A tentative agreement between Verizon Communications and two unions to end an almost seven-week strike includes 1,400 new jobs and pay raises topping 10 percent, the company and unions representing about 40,000 workers said Monday.

Verizon, the No. 1 U.S. wireless provider, and the Communications Workers of America reached a tentative deal Friday. Details of the company’s new four-year contract with the CWA and the International Brotherhood of Electrical Workers were disclosed Monday.

The CWA said Verizon agreed to provide a 10.9 percent raise over four years while Verizon put the increase at 10.5 percent. It was unclear why the two sides reported different percentages.

Nearly 40,000 network technicians and customer service representatives in Verizon’s Fios internet, telephone and television services units walked off the job April 13.

Striking workers will be back on the job Wednesday, the CWA said.

The workers have been without a contract since the agreement expired in August and healthcare coverage ran out at the end of April. In 2011, Verizon workers went on strike for two weeks after negotiations were deadlocked.

The latest work stoppage stretched across several U.S. East Coast states, including Massachusetts, New York and Virginia. Verizon brought in thousands of temporary workers to avoid service disruptions.

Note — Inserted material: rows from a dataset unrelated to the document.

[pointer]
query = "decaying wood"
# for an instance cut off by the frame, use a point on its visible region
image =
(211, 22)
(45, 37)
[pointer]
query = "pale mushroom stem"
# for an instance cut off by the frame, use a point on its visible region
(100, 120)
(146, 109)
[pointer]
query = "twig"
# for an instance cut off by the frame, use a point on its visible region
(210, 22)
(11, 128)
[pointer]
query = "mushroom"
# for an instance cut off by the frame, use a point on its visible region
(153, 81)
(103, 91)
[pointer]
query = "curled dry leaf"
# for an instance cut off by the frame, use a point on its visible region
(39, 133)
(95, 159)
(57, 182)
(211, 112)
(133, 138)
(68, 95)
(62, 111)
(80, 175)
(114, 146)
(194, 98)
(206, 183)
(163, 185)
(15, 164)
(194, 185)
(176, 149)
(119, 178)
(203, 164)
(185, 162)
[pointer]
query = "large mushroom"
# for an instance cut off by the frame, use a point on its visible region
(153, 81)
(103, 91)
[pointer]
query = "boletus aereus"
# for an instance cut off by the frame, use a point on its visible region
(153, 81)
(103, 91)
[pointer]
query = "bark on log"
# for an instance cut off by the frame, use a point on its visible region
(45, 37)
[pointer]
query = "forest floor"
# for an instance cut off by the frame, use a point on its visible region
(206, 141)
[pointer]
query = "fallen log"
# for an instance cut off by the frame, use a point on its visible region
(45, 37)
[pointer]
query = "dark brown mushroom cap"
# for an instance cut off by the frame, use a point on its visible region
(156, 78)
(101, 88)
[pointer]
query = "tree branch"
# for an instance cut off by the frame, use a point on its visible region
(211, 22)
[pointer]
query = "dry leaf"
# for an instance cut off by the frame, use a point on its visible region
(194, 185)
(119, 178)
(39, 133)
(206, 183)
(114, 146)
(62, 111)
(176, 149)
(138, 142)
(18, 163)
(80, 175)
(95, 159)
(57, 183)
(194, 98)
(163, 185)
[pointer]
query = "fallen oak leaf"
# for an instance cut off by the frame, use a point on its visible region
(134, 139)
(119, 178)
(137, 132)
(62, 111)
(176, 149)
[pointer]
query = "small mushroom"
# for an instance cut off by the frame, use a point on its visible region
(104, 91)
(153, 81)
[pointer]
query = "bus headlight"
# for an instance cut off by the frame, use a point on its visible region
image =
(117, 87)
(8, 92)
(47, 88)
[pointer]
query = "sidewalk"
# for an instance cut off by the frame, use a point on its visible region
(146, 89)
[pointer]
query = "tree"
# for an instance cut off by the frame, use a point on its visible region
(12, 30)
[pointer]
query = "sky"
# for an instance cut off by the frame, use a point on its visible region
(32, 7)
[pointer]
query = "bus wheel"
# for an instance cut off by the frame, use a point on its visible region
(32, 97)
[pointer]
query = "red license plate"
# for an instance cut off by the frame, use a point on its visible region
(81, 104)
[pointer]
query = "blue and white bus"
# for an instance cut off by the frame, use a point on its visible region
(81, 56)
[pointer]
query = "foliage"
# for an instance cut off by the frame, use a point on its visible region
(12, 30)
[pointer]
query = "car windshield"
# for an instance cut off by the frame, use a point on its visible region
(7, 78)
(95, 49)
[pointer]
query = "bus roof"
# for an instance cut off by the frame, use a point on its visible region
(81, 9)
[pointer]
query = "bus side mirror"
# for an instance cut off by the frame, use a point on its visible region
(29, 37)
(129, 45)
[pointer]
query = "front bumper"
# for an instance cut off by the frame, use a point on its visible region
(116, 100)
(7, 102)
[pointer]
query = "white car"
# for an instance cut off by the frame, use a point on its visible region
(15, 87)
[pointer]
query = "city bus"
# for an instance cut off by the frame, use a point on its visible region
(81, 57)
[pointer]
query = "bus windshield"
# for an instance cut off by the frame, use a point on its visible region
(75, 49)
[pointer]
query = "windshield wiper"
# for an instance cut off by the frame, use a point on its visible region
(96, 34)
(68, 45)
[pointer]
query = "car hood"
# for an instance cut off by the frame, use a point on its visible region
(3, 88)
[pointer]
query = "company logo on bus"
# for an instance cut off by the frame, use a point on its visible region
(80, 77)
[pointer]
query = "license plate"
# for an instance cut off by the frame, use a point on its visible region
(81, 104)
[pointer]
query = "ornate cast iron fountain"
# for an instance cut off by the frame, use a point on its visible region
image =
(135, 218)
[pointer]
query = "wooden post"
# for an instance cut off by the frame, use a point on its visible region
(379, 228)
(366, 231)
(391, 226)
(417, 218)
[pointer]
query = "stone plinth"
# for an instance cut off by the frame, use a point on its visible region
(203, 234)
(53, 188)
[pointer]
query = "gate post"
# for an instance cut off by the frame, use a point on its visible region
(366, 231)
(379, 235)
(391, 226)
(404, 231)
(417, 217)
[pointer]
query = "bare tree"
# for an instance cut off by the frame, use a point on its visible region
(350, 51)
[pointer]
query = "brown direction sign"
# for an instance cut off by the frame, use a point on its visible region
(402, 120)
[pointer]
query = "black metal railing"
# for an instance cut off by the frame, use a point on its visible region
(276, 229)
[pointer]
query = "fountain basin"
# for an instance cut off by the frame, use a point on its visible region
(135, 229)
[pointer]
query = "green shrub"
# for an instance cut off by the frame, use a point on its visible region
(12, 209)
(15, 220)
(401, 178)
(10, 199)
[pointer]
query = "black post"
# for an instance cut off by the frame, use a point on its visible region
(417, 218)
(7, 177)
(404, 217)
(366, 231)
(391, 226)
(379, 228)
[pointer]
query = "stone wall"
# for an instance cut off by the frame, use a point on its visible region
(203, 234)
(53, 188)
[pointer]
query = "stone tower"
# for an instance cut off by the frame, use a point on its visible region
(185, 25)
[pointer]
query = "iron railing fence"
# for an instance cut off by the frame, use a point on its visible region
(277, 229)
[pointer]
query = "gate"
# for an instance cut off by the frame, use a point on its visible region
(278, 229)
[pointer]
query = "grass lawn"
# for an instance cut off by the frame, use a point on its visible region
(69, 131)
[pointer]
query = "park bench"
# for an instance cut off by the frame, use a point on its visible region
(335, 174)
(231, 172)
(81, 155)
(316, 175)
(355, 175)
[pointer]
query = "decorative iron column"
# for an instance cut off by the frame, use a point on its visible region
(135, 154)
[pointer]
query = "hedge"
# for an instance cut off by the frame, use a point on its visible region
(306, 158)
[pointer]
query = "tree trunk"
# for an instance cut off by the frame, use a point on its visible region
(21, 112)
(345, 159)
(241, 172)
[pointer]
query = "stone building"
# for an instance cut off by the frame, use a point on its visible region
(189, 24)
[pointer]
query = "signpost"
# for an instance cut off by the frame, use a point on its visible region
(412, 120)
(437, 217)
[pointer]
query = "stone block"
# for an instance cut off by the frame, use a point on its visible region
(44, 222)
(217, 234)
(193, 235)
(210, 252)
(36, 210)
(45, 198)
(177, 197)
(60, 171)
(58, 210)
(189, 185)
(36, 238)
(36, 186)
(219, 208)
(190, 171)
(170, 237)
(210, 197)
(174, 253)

New York-based Verizon will add 1,300 new call center jobs on the East Coast, and 100 new network technician jobs, Verizon representative Richard Young said.

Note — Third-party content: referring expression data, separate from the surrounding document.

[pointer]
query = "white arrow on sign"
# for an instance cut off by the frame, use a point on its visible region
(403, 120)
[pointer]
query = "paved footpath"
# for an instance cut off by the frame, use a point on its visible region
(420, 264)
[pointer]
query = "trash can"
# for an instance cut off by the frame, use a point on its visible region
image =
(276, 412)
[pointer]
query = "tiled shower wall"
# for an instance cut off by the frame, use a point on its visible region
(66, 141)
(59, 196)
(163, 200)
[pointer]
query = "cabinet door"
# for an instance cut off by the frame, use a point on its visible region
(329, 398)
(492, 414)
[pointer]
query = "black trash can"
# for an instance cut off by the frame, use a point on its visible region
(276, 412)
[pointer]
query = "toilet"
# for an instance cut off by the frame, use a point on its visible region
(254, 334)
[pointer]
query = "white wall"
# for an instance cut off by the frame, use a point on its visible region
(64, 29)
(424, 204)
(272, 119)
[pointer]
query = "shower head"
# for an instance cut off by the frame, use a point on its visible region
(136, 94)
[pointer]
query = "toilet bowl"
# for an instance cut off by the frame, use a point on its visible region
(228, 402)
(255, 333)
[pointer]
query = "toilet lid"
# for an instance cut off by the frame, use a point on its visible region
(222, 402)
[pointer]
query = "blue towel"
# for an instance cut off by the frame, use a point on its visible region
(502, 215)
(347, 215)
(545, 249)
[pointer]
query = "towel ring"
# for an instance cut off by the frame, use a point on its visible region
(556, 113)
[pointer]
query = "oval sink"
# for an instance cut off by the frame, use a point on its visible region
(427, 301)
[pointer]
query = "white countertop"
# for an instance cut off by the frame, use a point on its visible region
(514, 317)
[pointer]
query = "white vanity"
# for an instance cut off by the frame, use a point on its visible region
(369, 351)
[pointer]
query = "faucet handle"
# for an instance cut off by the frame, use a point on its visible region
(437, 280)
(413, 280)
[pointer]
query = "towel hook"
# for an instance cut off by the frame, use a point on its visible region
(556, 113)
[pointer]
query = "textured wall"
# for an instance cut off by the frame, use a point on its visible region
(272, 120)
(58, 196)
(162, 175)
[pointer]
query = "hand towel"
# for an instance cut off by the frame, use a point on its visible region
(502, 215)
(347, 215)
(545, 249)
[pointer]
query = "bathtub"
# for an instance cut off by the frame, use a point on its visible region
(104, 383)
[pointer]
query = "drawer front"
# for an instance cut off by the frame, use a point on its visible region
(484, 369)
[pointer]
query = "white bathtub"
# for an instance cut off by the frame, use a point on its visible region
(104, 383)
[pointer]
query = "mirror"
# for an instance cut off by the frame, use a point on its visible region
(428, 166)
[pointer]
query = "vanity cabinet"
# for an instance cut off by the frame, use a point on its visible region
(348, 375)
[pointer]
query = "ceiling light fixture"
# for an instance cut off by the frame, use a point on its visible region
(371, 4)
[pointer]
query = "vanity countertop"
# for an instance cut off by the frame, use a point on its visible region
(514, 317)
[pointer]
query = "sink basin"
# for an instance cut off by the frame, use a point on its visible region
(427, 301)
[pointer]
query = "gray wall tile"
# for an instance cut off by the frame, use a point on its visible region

It also will withdraw proposed cuts to pensions as well as reductions in accident and disability benefits. However, the company won cost savings through changes in healthcare plans and limits on post-retirement health benefits.

If union members ratify the agreement, the new contract would run until August 2019.

Verizon and the two striking unions were in contract discussions with the help of the U.S. Labor Department. In mid-May, U.S. Labor Secretary Thomas Perez brought the parties back to the negotiating table.

One of the largest strikes in the U.S. in recent years, the walkout drew support from Democratic U.S. presidential candidates Hillary Clinton and Bernie Sanders.

Potential Hit to Earnings

Verizon has shifted its focus in recent years to mobile video and advertising, while scaling back its Fios television and internet services. To tap new revenue, it acquired AOL for $4.4 billion and is boosting its advertising-supported internet business.

Claiming a high-quality cellular network, Verizon is locked in a battle for subscribers with competitors AT&T, Sprint and T-Mobile US in a saturated U.S. wireless market.

Verizon’s legacy wireline business generated about 29 percent of the company’s revenue in 2015, down about 60 percent since 2000 and less than 7 percent of its operating income.

Verizon Chairman and CEO Lowell McAdam said last week the strike could hurt second-quarter results.

Verizon’s share price closed up 1 percent at $50.62 Friday, near its 52-week high of $54.49. U.S. markets were closed for the Memorial Day holiday Monday.